Slide View : Parallel Computer Architecture and Programming : 15-418/618 Spring 2015

Previous | Next --- Slide 2 of 48

jezimmer

Not gonna lie, I still don't really understand this code. Part of it I think stems from the fact that I can't see it's value. Is there any use at all to using this over forall? Is there a simple example where this style would be preferred over just specifying a more typical "data-parallel" for loop?

marjorie

I feel like I understand the code in broad terms, but I don't understand why i, j and sign are uniform.

As I read the code, when sinx is called by the C program, the thread of control will pass to each of a gang of workers; let's say there are X workers in the gang, where X = programCount. The outer loop divides the array into chunks of X elements each, so that the first worker will take the first element in each chunk, the second will take the second element, and so on.

I'm really confused why i is uniform, though. Wouldn't we want each worker to have its own copy of i so it iterates through the array at its own rate?

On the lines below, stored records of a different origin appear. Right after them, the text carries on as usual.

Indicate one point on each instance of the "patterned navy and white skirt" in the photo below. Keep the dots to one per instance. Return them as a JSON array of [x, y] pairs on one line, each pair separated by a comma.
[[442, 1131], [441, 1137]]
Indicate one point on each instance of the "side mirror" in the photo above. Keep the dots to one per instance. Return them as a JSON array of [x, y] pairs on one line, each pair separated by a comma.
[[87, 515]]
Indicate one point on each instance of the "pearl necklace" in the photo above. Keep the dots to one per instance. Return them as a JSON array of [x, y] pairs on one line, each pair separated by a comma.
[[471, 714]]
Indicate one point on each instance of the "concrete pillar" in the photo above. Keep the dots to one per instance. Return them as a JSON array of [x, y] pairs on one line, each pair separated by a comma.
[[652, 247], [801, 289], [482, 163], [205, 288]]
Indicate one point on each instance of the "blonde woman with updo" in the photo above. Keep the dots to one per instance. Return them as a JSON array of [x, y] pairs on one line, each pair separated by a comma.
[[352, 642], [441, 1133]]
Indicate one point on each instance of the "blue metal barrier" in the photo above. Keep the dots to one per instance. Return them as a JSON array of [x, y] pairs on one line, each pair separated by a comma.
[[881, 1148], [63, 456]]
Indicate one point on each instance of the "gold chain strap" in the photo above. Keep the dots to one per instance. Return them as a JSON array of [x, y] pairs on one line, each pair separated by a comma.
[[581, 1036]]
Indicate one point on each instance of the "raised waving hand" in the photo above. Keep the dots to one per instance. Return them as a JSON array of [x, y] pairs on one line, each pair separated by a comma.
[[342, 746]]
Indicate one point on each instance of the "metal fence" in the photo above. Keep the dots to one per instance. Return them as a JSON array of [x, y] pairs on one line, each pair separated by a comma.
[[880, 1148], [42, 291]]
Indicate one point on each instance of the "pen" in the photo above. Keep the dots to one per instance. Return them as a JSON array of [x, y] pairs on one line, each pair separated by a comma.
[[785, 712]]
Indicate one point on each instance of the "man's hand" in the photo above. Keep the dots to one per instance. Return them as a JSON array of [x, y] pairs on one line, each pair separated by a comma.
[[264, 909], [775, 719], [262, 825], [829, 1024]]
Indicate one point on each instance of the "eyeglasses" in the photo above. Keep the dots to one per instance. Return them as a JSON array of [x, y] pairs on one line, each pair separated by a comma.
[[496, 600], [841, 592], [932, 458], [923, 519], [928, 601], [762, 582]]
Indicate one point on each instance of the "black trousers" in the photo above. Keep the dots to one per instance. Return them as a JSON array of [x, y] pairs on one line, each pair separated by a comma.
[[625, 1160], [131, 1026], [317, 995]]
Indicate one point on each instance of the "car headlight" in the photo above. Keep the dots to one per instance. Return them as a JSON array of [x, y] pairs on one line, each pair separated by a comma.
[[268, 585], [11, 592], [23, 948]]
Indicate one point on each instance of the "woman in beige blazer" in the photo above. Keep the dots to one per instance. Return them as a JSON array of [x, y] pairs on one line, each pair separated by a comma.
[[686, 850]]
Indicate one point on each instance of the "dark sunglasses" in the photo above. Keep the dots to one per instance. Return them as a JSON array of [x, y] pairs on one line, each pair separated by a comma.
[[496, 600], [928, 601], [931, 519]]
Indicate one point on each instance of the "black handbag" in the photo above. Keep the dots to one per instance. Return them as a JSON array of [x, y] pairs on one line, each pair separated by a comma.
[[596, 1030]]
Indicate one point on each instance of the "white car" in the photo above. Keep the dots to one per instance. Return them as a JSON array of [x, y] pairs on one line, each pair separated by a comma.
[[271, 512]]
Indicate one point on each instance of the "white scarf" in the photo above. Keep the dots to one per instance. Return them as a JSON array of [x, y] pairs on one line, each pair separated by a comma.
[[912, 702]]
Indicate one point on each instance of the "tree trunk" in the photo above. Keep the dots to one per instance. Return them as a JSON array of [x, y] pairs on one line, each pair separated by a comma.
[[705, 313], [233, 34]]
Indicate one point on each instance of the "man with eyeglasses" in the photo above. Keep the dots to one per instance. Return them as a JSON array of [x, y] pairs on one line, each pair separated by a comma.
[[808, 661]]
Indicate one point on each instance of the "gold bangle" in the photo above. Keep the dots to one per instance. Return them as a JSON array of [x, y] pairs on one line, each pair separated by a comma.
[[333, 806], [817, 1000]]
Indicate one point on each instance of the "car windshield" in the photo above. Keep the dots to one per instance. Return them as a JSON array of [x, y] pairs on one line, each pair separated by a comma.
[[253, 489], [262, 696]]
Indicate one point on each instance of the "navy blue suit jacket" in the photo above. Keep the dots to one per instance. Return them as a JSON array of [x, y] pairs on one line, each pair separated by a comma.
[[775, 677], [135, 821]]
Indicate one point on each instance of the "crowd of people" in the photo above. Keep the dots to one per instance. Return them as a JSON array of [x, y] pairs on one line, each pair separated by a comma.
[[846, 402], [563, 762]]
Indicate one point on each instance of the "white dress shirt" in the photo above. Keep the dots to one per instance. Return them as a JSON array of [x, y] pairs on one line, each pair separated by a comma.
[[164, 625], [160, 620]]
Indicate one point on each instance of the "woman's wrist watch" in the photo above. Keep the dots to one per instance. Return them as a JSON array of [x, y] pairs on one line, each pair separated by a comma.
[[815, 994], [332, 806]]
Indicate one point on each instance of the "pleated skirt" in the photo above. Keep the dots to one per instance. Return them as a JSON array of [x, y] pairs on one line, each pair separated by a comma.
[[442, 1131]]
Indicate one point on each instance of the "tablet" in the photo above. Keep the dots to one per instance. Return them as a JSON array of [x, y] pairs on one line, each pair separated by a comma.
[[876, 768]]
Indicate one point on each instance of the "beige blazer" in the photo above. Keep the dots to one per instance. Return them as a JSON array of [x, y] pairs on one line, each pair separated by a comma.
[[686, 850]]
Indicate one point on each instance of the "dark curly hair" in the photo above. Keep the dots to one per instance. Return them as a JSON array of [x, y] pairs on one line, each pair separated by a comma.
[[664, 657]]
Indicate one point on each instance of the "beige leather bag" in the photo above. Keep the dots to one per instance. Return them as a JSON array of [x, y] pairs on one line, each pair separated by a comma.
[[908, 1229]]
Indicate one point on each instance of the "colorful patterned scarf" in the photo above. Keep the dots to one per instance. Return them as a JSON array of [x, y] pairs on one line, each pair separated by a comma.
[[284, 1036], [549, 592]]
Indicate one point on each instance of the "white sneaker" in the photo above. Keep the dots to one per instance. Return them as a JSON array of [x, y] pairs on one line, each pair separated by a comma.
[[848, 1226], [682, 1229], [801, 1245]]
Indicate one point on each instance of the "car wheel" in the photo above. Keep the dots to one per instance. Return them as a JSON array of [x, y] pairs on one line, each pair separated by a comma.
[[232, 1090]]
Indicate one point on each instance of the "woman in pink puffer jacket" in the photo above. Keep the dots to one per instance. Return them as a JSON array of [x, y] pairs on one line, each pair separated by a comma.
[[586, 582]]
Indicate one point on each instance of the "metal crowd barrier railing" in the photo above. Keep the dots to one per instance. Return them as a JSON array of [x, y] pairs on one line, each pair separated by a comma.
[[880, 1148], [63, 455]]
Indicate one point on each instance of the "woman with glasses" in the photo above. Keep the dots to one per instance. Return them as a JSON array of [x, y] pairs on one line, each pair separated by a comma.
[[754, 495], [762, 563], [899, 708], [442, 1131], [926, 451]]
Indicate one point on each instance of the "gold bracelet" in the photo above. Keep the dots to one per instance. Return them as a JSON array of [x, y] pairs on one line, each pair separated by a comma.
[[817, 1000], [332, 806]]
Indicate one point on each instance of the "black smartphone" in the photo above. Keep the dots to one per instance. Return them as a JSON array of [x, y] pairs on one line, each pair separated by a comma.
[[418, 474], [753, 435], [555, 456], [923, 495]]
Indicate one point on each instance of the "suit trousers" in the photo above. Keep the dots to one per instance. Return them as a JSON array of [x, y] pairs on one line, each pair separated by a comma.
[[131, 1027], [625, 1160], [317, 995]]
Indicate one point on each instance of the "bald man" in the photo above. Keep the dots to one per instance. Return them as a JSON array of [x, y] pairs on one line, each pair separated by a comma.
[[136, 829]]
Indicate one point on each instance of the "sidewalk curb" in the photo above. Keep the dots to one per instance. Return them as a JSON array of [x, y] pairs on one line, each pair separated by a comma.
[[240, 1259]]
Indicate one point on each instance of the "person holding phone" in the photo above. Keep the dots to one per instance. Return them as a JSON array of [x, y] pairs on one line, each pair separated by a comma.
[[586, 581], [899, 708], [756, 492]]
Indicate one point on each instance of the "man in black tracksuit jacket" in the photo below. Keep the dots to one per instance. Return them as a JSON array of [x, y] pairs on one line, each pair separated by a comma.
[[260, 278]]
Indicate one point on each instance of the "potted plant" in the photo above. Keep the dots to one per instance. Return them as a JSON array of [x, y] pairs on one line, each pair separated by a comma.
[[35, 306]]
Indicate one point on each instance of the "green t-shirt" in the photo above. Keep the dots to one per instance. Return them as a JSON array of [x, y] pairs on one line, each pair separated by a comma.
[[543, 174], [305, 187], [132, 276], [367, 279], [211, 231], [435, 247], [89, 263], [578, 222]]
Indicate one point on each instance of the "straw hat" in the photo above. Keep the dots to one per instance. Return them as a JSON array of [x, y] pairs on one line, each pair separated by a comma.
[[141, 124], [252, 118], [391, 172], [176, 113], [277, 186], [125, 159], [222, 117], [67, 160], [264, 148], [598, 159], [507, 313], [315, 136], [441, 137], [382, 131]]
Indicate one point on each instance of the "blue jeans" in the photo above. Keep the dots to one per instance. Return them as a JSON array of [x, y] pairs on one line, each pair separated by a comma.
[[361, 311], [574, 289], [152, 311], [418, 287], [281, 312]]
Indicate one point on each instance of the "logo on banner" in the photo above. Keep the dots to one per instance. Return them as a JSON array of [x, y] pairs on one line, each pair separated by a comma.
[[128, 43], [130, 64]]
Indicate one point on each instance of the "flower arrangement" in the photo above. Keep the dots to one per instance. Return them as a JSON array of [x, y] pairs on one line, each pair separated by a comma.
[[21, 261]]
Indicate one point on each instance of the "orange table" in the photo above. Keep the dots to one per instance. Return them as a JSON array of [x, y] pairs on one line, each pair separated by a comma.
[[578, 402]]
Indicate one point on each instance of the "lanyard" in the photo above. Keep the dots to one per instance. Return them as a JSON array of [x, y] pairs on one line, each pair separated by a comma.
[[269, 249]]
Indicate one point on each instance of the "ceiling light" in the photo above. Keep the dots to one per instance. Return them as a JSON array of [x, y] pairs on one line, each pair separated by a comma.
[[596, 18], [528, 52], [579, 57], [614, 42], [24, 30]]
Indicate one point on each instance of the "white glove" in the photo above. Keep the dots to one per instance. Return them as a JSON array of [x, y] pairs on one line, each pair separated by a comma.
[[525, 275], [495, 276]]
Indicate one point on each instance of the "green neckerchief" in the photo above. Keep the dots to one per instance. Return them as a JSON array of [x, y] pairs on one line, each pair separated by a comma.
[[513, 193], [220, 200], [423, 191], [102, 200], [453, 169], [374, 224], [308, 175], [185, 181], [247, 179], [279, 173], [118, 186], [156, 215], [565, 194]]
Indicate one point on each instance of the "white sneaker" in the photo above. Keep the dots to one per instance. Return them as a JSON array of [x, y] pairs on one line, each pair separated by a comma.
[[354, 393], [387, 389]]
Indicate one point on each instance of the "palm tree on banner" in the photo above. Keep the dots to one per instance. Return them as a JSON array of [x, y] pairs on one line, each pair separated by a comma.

If i is uniform, doesn't that mean that when the first worker to finish its first loop iterates i, the value of i changes for every worker? And then when the next worker finishes, wouldn't it then increment i again? That's how it would work if a uniform value were like a global value shared by pthreads, at least. However, what must really happen is that i only increments once ALL workers finish the loop, instead of incrementing each time ANY worker finishes the loop. That makes sense when I think about the implementation, where all these computations are happening simultaneously in a vector, but it's not at all obvious to me in the abstraction.

But anyway, within the outer loop, each worker gets the appropriate value from the array and creates its numerator, and uses the universal denominator and sign. Then, in the inner loop, it adds together all the terms in the approximation, flipping the sign on each pass through the inner loop. But again, I'm confused why this sign is uniform, since the value needs to be consistent between passes within each worker, not across workers. What would happen if sign weren't uniform? Does that mean the sign flipping would all happen sequentially in SIMD implementation, instead of being a sync-up point between lanes?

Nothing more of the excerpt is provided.